Stakeholders in the bunkering industry should ask the pertinent question whether the use of mass flow metering (MFM) system is for ourselves or for the authorities? With the upcoming 5th Anniversary of mandatory mass flow metering (MFM) system usage in the Port of Singapore, it is an opportune time to reassess the important reasons for the implementation of MFM system onboard bunker tankers, over and above the baseline standards of compliance.
The efficiency, productivity and transparency of bunkering operations has been greatly enhanced due to a combination of MFM installations onboard Singapore bunker tankers and mandatory written standards such as the Code of Practice for Bunker Mass Flow Metering (SS648). Metcore is fully supportive of efforts to raise the bar further in improving efficiency and creating a trusted environment for all bunkering stakeholders.
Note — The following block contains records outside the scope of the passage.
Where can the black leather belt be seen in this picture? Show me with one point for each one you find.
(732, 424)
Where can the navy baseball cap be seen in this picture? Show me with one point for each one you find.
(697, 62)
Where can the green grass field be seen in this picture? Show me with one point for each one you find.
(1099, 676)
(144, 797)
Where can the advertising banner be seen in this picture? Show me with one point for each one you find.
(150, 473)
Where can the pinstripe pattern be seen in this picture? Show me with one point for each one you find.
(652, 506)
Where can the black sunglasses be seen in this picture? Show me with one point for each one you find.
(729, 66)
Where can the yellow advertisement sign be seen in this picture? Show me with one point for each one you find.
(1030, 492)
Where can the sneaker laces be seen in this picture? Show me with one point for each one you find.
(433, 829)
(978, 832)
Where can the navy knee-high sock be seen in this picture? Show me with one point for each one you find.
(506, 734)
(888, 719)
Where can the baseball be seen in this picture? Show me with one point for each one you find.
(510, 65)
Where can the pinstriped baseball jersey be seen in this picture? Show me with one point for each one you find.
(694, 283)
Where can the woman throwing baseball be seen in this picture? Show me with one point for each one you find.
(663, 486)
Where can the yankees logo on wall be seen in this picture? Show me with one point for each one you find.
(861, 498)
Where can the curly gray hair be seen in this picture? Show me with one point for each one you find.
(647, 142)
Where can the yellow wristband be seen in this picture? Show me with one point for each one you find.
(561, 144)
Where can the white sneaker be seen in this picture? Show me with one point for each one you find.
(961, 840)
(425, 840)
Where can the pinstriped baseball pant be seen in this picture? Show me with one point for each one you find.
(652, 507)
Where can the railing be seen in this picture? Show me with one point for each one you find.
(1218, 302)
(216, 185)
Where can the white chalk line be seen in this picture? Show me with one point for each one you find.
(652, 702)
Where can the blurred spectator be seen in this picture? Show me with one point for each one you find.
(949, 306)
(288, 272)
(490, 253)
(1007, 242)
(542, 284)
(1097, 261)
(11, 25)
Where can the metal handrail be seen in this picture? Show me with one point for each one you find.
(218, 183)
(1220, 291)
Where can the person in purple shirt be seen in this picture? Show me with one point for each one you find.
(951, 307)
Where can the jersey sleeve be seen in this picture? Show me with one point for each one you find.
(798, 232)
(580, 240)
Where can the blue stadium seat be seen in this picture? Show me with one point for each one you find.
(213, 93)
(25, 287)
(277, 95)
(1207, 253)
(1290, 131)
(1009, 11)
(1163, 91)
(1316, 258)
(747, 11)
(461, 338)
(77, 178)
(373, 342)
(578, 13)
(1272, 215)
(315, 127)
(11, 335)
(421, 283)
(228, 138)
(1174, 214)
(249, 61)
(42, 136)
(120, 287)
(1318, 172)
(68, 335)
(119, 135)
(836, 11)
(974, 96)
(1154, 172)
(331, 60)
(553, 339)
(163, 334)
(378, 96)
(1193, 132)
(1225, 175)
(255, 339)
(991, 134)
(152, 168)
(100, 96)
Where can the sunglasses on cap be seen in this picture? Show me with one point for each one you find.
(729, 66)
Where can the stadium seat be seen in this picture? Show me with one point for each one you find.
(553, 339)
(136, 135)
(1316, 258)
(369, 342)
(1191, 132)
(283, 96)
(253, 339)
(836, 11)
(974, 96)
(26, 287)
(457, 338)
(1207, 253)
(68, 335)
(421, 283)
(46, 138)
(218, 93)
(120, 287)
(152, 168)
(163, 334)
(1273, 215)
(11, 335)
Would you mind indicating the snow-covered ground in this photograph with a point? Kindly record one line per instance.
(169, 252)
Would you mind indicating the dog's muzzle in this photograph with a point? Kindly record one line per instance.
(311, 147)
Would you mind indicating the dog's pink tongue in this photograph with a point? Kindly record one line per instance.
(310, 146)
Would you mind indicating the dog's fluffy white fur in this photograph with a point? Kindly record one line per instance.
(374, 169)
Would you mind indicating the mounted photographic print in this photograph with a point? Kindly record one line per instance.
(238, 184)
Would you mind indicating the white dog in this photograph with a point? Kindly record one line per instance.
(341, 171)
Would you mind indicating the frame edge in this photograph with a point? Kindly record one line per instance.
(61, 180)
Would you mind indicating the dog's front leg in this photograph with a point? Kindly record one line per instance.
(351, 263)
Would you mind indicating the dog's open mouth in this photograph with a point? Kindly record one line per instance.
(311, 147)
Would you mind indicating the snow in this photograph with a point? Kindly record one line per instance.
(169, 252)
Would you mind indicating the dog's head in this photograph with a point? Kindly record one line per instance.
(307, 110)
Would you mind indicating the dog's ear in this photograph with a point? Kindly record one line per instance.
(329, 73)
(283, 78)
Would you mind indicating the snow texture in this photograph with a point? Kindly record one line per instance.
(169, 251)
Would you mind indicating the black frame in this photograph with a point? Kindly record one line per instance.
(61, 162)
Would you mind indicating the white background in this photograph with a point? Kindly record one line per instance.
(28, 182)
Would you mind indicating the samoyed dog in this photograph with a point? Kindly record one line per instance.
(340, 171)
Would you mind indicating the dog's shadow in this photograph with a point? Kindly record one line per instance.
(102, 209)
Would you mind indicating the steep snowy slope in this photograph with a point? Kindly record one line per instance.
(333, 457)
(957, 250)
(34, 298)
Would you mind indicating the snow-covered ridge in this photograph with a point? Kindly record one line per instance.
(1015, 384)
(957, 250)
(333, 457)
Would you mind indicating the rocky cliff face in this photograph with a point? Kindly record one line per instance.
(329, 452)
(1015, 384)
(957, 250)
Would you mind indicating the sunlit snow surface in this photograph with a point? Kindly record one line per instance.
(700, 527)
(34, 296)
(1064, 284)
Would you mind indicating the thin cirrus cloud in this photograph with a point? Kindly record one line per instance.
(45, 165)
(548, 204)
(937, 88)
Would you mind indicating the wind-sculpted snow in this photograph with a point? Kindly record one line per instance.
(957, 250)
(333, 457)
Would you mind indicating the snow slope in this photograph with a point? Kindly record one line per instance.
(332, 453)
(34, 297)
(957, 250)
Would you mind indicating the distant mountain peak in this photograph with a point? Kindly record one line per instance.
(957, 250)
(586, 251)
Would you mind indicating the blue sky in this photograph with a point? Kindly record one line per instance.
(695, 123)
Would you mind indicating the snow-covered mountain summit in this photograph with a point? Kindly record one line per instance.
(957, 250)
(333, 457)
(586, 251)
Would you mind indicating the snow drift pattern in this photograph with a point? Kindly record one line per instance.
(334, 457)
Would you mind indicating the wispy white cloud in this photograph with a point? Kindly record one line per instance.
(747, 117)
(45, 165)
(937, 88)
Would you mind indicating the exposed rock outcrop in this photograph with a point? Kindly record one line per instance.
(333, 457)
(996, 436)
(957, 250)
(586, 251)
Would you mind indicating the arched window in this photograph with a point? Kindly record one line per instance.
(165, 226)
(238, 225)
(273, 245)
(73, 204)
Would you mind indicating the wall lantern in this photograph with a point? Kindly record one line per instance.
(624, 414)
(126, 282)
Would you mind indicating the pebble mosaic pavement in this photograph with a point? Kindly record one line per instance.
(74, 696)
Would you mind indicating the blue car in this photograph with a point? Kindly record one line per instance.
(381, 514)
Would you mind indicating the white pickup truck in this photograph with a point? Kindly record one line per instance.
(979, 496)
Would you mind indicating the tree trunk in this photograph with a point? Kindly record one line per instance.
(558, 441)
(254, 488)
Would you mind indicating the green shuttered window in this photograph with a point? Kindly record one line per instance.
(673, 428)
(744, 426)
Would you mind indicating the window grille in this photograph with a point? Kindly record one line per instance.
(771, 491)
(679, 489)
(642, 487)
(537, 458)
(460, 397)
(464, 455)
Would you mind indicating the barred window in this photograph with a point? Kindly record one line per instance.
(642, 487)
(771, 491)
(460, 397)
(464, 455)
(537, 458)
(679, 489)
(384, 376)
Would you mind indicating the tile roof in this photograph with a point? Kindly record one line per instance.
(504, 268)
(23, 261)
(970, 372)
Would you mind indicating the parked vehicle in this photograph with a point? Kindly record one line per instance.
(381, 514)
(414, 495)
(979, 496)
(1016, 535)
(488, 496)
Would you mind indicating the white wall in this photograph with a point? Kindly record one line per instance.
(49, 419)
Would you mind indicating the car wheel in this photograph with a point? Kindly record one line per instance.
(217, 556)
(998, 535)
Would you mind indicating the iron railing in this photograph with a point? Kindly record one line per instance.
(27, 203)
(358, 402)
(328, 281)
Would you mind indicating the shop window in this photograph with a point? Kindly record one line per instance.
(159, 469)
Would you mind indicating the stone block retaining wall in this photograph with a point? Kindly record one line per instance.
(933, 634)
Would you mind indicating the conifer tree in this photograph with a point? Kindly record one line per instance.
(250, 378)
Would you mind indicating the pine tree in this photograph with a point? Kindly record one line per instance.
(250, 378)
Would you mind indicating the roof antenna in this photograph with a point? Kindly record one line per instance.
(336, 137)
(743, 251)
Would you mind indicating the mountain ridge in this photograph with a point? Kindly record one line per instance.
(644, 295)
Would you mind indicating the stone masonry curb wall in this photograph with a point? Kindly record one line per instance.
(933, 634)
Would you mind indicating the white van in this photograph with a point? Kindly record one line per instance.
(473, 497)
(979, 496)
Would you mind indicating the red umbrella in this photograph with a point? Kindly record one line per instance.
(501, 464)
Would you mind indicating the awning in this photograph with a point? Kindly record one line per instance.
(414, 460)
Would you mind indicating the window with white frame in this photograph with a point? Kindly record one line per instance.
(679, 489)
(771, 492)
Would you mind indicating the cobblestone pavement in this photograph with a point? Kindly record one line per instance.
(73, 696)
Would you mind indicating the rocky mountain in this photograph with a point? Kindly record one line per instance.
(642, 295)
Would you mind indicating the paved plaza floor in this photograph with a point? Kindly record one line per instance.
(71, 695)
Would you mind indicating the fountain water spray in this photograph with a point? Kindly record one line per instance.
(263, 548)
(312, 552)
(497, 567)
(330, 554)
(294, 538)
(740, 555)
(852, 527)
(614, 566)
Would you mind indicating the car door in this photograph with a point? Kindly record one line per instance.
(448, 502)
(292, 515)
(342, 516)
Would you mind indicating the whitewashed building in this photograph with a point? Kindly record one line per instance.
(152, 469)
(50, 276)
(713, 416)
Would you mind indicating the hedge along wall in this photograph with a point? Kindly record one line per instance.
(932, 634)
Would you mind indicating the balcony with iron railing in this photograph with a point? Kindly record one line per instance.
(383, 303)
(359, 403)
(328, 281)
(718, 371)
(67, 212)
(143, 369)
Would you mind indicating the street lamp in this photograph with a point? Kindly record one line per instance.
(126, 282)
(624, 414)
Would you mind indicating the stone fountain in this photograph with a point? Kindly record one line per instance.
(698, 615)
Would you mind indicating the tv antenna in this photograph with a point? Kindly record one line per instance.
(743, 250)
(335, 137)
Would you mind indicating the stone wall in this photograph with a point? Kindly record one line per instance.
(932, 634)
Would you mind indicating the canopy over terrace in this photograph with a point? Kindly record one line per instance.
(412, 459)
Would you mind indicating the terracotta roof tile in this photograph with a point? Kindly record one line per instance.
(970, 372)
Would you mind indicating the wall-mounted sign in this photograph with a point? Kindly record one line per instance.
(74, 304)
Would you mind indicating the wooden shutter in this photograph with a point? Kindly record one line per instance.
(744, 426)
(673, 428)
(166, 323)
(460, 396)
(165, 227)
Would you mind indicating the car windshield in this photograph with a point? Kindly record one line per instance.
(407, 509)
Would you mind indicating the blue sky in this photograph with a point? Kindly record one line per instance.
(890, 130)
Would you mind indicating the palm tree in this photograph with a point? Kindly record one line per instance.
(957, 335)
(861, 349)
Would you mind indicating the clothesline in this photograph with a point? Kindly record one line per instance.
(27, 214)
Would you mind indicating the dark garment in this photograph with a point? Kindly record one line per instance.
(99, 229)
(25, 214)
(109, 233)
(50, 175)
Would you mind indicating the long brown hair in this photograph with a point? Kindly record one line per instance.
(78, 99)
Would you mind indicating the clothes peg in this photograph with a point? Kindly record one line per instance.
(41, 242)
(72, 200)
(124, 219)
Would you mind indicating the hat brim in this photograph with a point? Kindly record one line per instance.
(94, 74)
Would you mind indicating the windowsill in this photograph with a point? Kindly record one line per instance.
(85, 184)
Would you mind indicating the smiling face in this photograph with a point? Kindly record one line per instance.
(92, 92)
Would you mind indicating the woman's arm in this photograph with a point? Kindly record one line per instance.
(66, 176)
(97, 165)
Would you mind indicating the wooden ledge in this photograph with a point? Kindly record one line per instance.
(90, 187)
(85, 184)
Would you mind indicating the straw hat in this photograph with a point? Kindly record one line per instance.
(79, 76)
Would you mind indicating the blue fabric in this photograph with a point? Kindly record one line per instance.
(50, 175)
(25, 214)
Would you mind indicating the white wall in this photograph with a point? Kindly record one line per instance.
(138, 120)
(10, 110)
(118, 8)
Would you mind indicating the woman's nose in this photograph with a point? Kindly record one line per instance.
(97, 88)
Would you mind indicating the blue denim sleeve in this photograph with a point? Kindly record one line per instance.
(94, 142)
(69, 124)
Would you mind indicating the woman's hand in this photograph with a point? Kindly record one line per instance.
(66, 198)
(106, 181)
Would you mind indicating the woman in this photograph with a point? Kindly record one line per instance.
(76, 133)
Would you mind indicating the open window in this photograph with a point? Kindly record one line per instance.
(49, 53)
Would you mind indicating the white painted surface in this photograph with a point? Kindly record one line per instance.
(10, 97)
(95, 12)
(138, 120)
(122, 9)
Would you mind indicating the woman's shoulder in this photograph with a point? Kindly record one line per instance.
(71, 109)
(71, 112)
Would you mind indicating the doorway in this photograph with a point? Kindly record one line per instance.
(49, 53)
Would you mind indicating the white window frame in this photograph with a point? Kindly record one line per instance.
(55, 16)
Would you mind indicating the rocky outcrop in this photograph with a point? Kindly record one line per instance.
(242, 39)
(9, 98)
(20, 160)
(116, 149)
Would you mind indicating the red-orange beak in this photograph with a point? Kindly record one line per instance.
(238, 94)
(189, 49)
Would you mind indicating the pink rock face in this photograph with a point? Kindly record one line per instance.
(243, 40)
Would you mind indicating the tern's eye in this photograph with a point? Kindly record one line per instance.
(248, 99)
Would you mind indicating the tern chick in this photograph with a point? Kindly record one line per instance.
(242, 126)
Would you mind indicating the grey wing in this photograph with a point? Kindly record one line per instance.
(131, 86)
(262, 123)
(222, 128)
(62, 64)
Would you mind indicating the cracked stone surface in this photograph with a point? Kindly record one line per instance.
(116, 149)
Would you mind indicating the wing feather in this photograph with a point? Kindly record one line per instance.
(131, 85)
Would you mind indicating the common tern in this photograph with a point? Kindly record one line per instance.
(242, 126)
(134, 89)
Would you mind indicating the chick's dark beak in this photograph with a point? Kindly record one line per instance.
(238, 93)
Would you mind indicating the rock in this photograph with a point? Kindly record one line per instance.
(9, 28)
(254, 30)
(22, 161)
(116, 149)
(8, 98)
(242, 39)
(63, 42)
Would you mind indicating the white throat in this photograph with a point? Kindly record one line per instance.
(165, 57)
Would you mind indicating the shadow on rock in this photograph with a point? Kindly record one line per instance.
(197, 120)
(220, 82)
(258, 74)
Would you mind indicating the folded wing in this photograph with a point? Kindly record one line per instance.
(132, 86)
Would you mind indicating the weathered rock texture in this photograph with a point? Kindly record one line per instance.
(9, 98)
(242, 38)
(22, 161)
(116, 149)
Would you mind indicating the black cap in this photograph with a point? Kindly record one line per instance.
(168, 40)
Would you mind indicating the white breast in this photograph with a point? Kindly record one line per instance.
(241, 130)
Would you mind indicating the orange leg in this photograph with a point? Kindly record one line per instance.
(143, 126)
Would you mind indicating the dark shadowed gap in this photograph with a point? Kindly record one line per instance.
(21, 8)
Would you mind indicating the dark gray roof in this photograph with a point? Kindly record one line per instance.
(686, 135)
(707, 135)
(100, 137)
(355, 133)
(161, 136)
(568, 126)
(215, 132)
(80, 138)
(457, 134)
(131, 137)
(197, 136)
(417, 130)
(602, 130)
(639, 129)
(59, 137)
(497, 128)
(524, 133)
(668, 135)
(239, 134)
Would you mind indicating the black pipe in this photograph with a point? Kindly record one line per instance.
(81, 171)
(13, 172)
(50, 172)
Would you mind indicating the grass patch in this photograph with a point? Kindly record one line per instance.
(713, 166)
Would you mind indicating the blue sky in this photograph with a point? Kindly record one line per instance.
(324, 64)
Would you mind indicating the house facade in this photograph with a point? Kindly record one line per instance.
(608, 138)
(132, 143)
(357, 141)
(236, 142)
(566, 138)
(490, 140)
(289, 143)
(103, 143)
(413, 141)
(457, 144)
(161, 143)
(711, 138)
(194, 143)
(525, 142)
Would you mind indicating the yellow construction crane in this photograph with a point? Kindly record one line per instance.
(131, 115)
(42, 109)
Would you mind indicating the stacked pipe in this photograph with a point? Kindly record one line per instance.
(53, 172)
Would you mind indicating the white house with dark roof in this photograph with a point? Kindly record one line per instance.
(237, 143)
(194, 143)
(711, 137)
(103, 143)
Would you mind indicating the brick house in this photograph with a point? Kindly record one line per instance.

Metcore International – MFMs a ‘Proven’ Technology for Bunkering
“MFM systems have been proven to minimise measurement errors and disputes ever since its implementation in Singapore from 2017,” observes Darrick Pang, Managing Director of Metcore International, a Singapore-based Authorised Verifier and consultant for MFM systems.
“A proper and comprehensive MFM certification program that integrates continuous monitoring makes all the difference in reducing custody transfer risks.” Improved accuracy of data recorded by the onboard MFM system, backed by expert consultants trained in scrutinising and interpreting the data to detect the possibility of malpractices, has resulted in major positive effects such as increased efficiency, contactless bunker operations and data-driven dispute resolution for Singapore’s bunkering sector, asserts Pang.
“Ultimately, the successful utilisation of MFM systems in preventing malpractices hinges on the effective management controls introduced through continuous monitoring, timely verifications and regular training of the crew’s competency in operating the MFM system during the custody transfer bunkering process,” he states.
“If correctly captured, the data MFM systems provide form a solid and trustworthy foundation to support digital transactions used by blockchain technology.”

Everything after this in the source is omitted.